Well, Olympians are still relevant to me, but most everyone else has moved on to pro salaries, trades, injuries and surgeries. Ugh.

Hockey playoffs that drag on for two months, compared to a hair-raising, 23-second mogul run for Olympic gold. Really, what’s more exciting?

“It’s not like we get a second day tomorrow,” said moguls skier Alex Bilodeau, the morning after he became the first Canadian to win gold on home soil in February. “We don’t have a second event. It’s today, it’s not tomorrow.”

We suspect Bilodeau was too tactful to say it, but Olympic athletes know in their bones that their Games are more demanding and compelling than so many pro sports. Am I right?

For one thing, the stakes are higher. Olympians have their big show just once every four years, with many medal events lasting just a few scary minutes, compared to certain playoffs that come around Every. Single. Spring. Sigh.

Never mind the pro salaries and attitudes (of some). If amateur athletes ever tried a lockout or strike, the reaction would be a great big “Hmmm.”

As it is, the 2010 Canadian Olympic medallists are due to pocket their historic medal bonuses next Friday, April 23, after a public noon-hour parade in Montreal that — let’s hope — has the potential to be on the scale of a Stanley Cup celebration. It should.

That evening, at the 2010 Canadian Olympic Hall of Fame gala, the Canadian Olympic Committee will distribute a record $1.7 million to 2010 Olympic medallists. That’s $20,000 per athlete for gold, $15,000 for silver and $10,000 for bronze. Expect to hear major gratitude from the athletes — and then half of them will donate their sudden riches to Right To Play, despite not having much material wealth of their own.

It’s awkward — we know too much attention for an athlete can be stressful and intrusive. But the sort of here today, gone tomorrow treatment that Groves talks about seems somehow worse. She’s only hoping people’s memories of Vancouver will last, even though Sidney Crosby’s no longer competing in the Team Canada jersey.

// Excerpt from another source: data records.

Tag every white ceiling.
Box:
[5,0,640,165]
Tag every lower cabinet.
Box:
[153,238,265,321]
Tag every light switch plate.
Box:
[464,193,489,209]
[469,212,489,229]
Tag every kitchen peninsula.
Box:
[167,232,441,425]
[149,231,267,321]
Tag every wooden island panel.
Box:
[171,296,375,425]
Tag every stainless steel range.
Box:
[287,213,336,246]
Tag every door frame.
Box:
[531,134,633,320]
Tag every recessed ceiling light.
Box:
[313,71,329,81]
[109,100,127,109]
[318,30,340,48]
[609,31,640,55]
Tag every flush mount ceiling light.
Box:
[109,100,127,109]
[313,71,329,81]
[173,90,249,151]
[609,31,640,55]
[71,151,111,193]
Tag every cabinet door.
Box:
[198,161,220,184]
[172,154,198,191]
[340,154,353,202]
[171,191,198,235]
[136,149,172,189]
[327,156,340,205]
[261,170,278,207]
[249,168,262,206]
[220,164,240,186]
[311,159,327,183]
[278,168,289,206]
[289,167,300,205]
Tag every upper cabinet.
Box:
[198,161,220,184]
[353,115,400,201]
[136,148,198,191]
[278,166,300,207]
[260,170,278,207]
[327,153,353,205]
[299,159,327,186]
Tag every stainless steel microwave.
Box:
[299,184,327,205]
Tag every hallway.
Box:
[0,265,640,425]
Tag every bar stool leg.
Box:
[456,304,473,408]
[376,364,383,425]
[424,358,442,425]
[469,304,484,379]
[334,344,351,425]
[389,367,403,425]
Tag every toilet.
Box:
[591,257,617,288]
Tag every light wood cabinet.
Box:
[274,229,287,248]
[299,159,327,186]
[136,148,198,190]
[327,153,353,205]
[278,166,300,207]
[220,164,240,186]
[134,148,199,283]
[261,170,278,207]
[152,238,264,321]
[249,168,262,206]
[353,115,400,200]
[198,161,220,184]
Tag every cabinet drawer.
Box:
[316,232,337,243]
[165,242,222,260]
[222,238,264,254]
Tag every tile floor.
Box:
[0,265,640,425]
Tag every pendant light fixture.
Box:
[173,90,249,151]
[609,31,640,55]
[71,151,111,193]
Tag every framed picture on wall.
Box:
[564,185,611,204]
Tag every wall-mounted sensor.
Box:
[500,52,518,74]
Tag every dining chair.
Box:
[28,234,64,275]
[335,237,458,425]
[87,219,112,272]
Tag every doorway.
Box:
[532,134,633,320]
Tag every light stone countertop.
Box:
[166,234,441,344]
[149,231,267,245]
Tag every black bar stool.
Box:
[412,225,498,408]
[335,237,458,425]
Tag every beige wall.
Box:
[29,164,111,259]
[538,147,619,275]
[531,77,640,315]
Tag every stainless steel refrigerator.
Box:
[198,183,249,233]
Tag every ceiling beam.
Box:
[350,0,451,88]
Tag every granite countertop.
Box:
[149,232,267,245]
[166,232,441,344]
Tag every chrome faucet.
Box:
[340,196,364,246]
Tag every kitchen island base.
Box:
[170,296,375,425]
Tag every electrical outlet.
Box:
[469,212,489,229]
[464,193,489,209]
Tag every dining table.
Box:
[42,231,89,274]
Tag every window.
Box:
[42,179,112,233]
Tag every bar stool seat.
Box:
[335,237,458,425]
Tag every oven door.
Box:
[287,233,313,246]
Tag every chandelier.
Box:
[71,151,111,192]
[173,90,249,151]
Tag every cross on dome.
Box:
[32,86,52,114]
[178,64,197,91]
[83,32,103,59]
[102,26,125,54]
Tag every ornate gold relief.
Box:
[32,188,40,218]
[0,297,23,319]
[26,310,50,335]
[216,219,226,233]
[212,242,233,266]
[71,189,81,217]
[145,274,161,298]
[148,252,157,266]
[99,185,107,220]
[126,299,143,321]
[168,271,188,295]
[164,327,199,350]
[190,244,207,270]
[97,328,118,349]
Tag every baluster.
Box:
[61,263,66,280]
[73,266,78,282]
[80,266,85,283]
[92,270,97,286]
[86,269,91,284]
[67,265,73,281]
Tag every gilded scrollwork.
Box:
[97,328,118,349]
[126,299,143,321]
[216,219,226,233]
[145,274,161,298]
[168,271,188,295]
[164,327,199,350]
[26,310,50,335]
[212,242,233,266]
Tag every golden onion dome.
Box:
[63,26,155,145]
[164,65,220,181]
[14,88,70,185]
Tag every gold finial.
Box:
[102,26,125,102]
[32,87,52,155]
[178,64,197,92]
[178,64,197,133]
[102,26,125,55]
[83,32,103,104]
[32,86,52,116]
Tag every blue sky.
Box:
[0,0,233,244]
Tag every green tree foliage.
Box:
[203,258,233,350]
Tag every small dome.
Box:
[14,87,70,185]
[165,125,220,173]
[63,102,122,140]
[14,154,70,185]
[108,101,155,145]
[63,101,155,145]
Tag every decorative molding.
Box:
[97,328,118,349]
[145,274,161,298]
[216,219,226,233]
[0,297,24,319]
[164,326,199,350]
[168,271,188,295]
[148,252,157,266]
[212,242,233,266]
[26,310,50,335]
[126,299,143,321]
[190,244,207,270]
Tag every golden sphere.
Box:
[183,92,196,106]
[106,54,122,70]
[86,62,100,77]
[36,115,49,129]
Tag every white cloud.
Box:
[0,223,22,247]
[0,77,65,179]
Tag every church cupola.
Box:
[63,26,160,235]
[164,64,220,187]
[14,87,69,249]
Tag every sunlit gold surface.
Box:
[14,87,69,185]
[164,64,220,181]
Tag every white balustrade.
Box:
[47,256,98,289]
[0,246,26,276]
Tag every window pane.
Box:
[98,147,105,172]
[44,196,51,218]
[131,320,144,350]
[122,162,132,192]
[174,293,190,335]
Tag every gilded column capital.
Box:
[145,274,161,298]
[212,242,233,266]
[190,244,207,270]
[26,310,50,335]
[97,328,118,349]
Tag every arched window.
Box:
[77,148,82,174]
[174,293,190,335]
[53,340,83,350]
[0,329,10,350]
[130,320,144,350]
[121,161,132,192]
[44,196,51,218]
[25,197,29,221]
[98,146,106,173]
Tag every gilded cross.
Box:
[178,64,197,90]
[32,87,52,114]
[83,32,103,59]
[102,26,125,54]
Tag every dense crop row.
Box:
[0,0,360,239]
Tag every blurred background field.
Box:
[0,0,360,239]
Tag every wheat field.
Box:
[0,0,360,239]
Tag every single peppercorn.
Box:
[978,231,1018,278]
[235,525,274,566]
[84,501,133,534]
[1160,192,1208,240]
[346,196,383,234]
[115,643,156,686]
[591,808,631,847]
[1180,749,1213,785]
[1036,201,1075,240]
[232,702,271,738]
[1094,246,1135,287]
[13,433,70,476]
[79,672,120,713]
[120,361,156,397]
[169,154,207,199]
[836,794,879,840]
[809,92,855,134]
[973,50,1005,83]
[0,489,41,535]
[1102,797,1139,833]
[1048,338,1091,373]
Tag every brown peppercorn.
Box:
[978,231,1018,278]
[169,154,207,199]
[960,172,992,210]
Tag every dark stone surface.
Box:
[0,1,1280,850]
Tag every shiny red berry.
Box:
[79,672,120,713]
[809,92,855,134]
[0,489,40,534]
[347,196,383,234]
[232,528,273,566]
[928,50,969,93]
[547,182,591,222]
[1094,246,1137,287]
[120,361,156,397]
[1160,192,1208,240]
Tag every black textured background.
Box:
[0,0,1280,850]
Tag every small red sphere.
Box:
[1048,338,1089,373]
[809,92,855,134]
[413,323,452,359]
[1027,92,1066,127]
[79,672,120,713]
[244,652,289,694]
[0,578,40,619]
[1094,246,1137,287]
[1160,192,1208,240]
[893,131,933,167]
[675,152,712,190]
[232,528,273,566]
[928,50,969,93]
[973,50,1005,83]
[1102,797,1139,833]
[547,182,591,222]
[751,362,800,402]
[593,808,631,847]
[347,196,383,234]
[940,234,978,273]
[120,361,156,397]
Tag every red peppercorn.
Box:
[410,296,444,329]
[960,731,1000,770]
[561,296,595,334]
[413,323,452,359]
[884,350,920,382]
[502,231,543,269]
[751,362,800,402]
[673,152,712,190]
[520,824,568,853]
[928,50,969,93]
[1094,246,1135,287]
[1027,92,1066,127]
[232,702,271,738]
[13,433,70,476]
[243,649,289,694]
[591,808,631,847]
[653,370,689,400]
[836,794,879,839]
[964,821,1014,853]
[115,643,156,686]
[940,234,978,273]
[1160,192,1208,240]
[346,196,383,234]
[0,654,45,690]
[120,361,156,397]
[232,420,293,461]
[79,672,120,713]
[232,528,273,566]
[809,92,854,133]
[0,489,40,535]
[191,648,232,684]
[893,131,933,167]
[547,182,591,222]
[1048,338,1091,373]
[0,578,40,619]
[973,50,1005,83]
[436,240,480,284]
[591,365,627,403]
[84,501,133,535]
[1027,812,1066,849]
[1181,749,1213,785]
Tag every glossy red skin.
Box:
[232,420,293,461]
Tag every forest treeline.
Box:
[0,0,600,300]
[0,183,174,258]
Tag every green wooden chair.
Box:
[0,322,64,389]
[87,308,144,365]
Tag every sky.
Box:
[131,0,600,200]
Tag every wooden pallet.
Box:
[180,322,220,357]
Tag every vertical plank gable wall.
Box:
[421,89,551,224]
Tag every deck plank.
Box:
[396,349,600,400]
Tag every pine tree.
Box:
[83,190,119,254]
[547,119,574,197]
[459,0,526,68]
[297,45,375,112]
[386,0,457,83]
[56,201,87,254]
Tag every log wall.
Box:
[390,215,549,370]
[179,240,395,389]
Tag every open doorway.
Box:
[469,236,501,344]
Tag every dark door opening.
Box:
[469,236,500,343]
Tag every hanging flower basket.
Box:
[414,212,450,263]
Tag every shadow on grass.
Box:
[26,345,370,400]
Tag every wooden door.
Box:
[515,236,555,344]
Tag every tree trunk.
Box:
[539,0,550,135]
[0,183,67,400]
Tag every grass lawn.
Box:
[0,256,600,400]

“That’s the sad part, it’s this huge party for two weeks and now it’s over,” said Groves, on the phone from Calgary. “Every day, I get probably two or three invitations … I feel like other [athletes] out there must be getting requests until the end of time. People are still keen and they want to have us out there.”

In the last couple of weeks, Groves has spoken to more than 3,000 students. Her mailbox is still overflowing with letters and cards from kids across Canada. She knows it will take time for Canada to absorb the legacy of Vancouver, but cautions that if we wait too long we’ll be back at square one.

“I’ve seen first-hand what this connection can do for [kids], and it is worth every penny,” wrote Groves on her blog. “I just hope we don’t let that connection get lost.”